CDU: EINE PARTEI HORCHT IN SICH HINEIN UND HÖRT FIESE STIMMEN
: Angie’s Roadshow

So viel Demokratie war in der CDU noch nie. Wichtig ist in der Partei plötzlich nicht mehr, was hinten rauskommt. Ja, fast scheint es so, als interessiere im Moment keinen so richtig, dass überhaupt etwas rauskommt. Hauptsache, es wird diskutiert, etwas ziellos zwar, dafür aber umso engagierter. Für diesen nach 25 Jahren Helmut Kohl ganz ungewöhnlichen Vorgang hat die CDU-Führung eine wirklich putzige Formulierung gefunden: Die Partei horcht in sich hinein. Und was hört sie da?

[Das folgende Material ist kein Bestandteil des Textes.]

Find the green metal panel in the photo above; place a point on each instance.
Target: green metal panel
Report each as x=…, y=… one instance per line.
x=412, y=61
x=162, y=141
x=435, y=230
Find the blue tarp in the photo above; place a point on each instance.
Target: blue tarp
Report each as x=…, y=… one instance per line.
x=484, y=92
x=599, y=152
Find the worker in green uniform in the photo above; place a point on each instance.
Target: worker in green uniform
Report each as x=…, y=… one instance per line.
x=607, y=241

Offensichtlich fiese Stimmen, die den Spitzenleuten der CDU raten, erst an sich, dann an die Partei und zuletzt an die Politik zu denken. Rühe gegen Merkel, Rüttgers gegen Rühe, Merkel gegen Rüttgers, Biedenkopf gegen keinen und Stoiber gegen alle – eines der ältesten Spiele in der Politik gehört auch in der CDU nach Helmut Kohl zum Standardrepertoire. Gott sei Dank, ist man geneigt zu sagen, vor lauter diffuser Erneuerung wusste man doch schon gar nicht mehr, worauf man sich bei dieser guten alten Partei noch verlassen kann.

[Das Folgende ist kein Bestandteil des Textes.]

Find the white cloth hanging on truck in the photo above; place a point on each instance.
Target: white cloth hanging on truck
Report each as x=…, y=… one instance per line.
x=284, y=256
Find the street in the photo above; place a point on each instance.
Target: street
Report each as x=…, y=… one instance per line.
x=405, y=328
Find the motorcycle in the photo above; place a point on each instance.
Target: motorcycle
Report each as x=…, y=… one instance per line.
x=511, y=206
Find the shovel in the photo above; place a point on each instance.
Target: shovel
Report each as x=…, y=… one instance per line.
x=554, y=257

Vielleicht liegt ja wirklich in dem Vorgang selbst das Problem. Was soll schon dabei herauskommen, wenn eine Partei in sich hinein horcht? Wie viele Ohren hat sie eigentlich? Und wo ist das Zentrum, dass das, was die Partei hört, geistig verarbeitet? Der basisdemokratische Reflex der CDU, so sympathisch er auf den ersten Blick vielleicht anmutet, weil er, was die Diskussionskultur betrifft, einer toten Partei wenigstens ein bisschen Leben einhaucht – dieser Reflex ist Teil der Krise der CDU.

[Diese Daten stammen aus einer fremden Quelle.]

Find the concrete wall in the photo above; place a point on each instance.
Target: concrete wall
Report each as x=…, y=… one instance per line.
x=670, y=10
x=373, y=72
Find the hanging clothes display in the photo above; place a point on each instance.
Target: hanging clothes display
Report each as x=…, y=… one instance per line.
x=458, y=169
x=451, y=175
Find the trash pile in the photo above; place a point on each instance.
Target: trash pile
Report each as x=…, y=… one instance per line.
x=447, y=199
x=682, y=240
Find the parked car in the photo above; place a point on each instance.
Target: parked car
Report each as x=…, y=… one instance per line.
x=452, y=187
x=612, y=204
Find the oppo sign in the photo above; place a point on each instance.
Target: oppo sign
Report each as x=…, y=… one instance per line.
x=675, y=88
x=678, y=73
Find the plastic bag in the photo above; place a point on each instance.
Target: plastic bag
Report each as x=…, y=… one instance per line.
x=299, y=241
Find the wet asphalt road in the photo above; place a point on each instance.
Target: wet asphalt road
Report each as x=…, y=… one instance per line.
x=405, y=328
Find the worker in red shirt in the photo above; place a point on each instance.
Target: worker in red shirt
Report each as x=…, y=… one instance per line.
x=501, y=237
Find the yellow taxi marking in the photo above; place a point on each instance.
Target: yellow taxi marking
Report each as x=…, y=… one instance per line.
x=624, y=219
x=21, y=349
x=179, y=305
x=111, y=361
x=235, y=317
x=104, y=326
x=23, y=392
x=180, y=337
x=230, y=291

Die Regionalkonferenzen, auf denen die Partei unentwegt in sich hineinhorcht, sind aus der Not geboren worden. Als Wolfgang Schäuble noch richtiger Parteichef war, wollte er die CDU nach der schmerzhaften Trennung von ihrem Übervater Helmut Kohl durch offene Diskussionen mit sich selbst versöhnen. Jetzt, nach Schäubles eingeleitetem Rücktritt, sind die Regionalkonferenzen Teil des innerparteilichen Machtkampfes. Die Gegner von Angela Merkel verspotten die Veranstaltungsreihe als „Angie’s Roadshow“ und qualifizieren die Zustimmung zur Frau aus dem Osten als emotional ab. Merkel selbst ist als Generalsekretärin bei jeder dieser Konferenzen dabei und besitzt damit gegenüber ihren Mitbewerbern um den Parteivorsitz einen Vorteil. Aber diesen Vorteil genießt sie dadurch, in dem sie ihn nicht nutzt. Sie sitzt auf den Veranstaltungen einfach da, lächelt und – schweigt. Das ist in der Mediengesellschaft von heute nicht das Unsympathischste, und manchmal gewinnt man auf diese Art sogar Machtkämpfe. Aber eine offene Debatte mit Schweigen voranzubringen – das schafft selbst eine Ostfrau nicht, die in einem System groß geworden ist, in dem man mit einer kalkulierten Verweigerung des Gesprächs politischen Wirbel entfachen konnte.

Die Parteibasis spielt dieses Spiel mit. Viele einfache CDU-Mitglieder reden sich zwar – das erinnert ein bisschen an die SED zu Wendezeiten – ihre Wut über die da oben und ihren eigenen Opportunismus von der Seele. Aber in ihrem Jubel über Angela Merkel schwingt schon wieder eine vertraute Sehnsucht nach einem „Übervater“ mit, diesmal nach einem weiblichen Anti-Kohl aus dem Osten.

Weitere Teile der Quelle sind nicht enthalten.